Theorem 2.64 (Hölder’s inequality)

Let $$p,q$$ be conjugate exponents with $$1 < p < \infty$$. For any integer $$n \geq 1$$, assume that $$a_1, \dots, a_n$$ and $$b_1, \dots, b_n$$ are non-negative.

Then

$\sum_{k=1}^n a_k b_k \leq \left ( \sum_{k=1}^n a_k^p \right )^{\frac{1}{p}} \left ( \sum_{k=1}^n b_k^q \right )^{\frac{1}{q}}.$

Proof. Let

$A = \left ( \sum_{k=1}^n a_k^p \right )^{\frac{1}{p}} \text{ and } B = \left ( \sum_{k=1}^n b_k^q \right )^{\frac{1}{q}}.$

If $$AB = 0$$ (i.e., either $$A=0$$ or $$B=0$$ or both) then either all $$a_i$$ or all $$b_i$$ must be zero and the inequality is obvious.
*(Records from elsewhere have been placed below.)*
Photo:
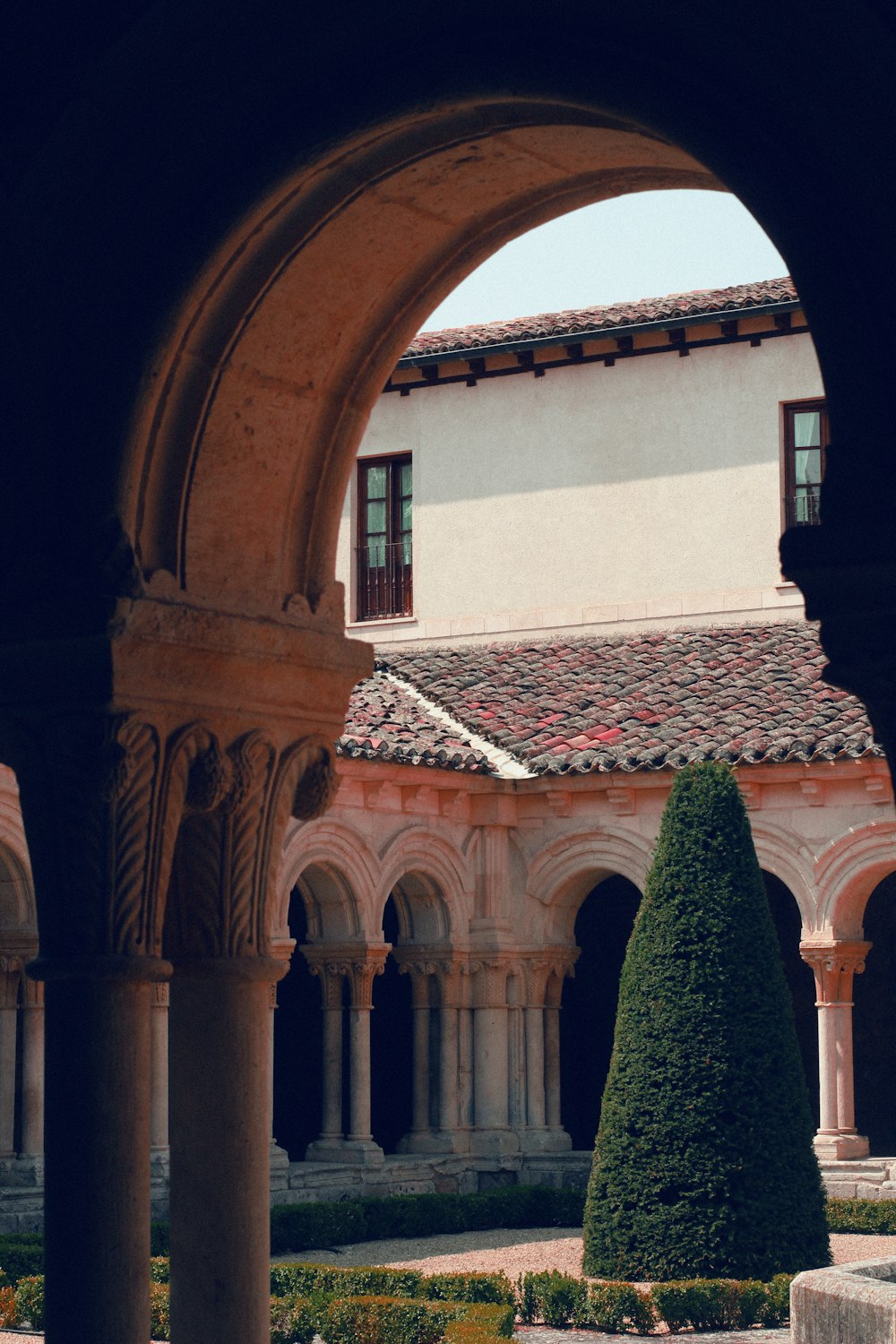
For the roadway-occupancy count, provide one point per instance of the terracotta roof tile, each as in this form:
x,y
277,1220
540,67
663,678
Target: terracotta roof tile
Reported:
x,y
386,723
578,320
745,694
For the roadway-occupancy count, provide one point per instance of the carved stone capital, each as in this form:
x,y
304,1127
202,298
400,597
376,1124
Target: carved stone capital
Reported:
x,y
834,964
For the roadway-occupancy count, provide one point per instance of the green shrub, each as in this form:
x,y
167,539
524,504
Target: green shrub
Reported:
x,y
159,1311
300,1228
555,1298
159,1269
363,1281
469,1288
850,1215
382,1320
702,1163
293,1320
22,1255
8,1306
621,1308
30,1301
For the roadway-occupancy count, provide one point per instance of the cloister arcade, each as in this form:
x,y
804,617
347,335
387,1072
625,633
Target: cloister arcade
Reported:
x,y
212,268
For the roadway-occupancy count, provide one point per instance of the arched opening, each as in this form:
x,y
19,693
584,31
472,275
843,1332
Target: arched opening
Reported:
x,y
874,1023
587,1021
297,1045
392,1045
785,914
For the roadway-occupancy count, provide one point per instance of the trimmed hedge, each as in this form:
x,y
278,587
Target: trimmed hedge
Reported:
x,y
861,1215
298,1228
702,1164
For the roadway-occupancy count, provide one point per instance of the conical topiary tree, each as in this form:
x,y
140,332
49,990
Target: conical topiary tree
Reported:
x,y
702,1164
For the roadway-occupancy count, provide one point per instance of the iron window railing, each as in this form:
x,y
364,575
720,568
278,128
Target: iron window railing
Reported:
x,y
384,585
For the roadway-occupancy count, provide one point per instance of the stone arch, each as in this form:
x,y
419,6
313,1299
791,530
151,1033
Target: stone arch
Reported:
x,y
336,874
252,370
788,859
563,873
847,873
18,910
430,882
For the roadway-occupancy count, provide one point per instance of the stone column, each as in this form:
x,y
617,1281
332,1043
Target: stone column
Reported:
x,y
222,892
282,951
159,1067
331,975
554,991
10,980
452,1132
834,962
362,972
32,1070
490,1080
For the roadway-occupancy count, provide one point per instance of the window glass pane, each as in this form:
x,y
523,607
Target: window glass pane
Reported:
x,y
807,465
375,516
376,483
806,429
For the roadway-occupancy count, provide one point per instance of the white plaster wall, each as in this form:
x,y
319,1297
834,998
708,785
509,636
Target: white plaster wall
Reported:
x,y
656,478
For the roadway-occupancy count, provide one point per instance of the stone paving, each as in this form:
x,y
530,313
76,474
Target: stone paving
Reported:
x,y
544,1335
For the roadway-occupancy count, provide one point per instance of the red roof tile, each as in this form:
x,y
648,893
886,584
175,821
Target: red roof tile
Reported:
x,y
578,320
642,702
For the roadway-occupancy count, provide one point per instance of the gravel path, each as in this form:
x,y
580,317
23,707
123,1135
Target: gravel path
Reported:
x,y
533,1249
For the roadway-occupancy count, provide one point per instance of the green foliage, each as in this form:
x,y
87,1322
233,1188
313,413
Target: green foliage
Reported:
x,y
469,1288
852,1215
702,1161
159,1309
383,1320
22,1255
30,1301
297,1228
159,1269
293,1320
621,1308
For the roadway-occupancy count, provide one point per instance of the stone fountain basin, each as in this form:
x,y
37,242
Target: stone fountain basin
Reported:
x,y
845,1304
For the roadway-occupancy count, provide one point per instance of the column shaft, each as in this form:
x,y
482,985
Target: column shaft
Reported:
x,y
490,1067
7,1080
449,1069
535,1067
220,1156
32,1053
332,1045
97,1161
159,1067
359,1047
552,1067
421,1096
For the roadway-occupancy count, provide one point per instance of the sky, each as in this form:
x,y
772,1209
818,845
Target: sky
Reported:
x,y
640,246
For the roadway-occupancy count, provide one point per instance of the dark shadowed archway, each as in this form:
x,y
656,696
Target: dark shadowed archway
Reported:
x,y
874,1023
589,1004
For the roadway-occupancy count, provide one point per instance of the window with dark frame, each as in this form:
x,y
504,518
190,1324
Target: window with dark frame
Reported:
x,y
384,537
805,448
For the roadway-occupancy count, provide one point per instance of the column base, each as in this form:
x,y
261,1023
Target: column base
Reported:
x,y
544,1142
279,1167
358,1152
840,1147
493,1142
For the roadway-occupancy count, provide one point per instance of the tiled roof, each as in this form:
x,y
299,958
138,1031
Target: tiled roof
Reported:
x,y
575,322
386,723
642,702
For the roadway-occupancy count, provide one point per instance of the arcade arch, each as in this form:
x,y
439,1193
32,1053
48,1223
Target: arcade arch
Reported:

Now, consider the case $$AB > 0$$; i.e., $$A > 0$$ and $$B > 0$$.

Observe that:

$\sum_{k=1}^n \frac{a_k^p}{A^p} = 1 = \sum_{k=1}^n \frac{b_k^q}{B^q}.$

Letting h $$a = \frac{a_k}{A}$$ and $$b = \frac{b_k}{B}$$ and applying Young's inequality, we get:

$\frac{a_k}{A} \frac{b_k}{B} \leq \frac{a_k^p}{p A^p} + \frac{b_k^q}{q B^q}.$

Summing over $$1 \leq k \leq n$$, we obtain:

$\sum_{k=1}^n \frac{a_k}{A} \frac{b_k}{B} \leq \frac{1}{p} \sum_{k=1}^n \frac{a_k^p}{A^p} + \frac{1}{q }\sum_{k=1}^n \frac{b_k^q}{B^q} = \frac{1}{p} + \frac{1}{q} = 1.$

Hence,

$\sum_{k=1}^n a_k b_k \leq A B \leq \left ( \sum_{k=1}^n a_k^p \right )^{\frac{1}{p}} \left ( \sum_{k=1}^n b_k^q \right )^{\frac{1}{q}}$

as desired.

## 2.8.5. AM-GM Inequalities#

These inequalities establish relationship between arithmetic mean and geometric mean of a set of nonnegative real numbers.

Theorem 2.65 (AM-GM inequality for two numbers)

Let $$a,b \geq 0$$. Then

$\sqrt{a b} \leq \frac{a + b}{2}.$

Proof. We proceed as follows:

$\begin{split} & (a - b)^2 \geq 0\\ & \iff a^2 -2 a b + b^2 \geq 0 \\ & \iff 2 a b \leq a^2 + b^2\\ & \iff 4 a b \leq a^2 + b^2 + 2 ab\\ & \iff 4 a b \leq (a + b)^2 \\ & \iff ab \leq \left (\frac{a + b}{2} \right )^2\\ & \iff \sqrt{ab} \leq \frac{a + b}{2}. \end{split}$

Theorem 2.66 (Unweighted AM-GM inequality)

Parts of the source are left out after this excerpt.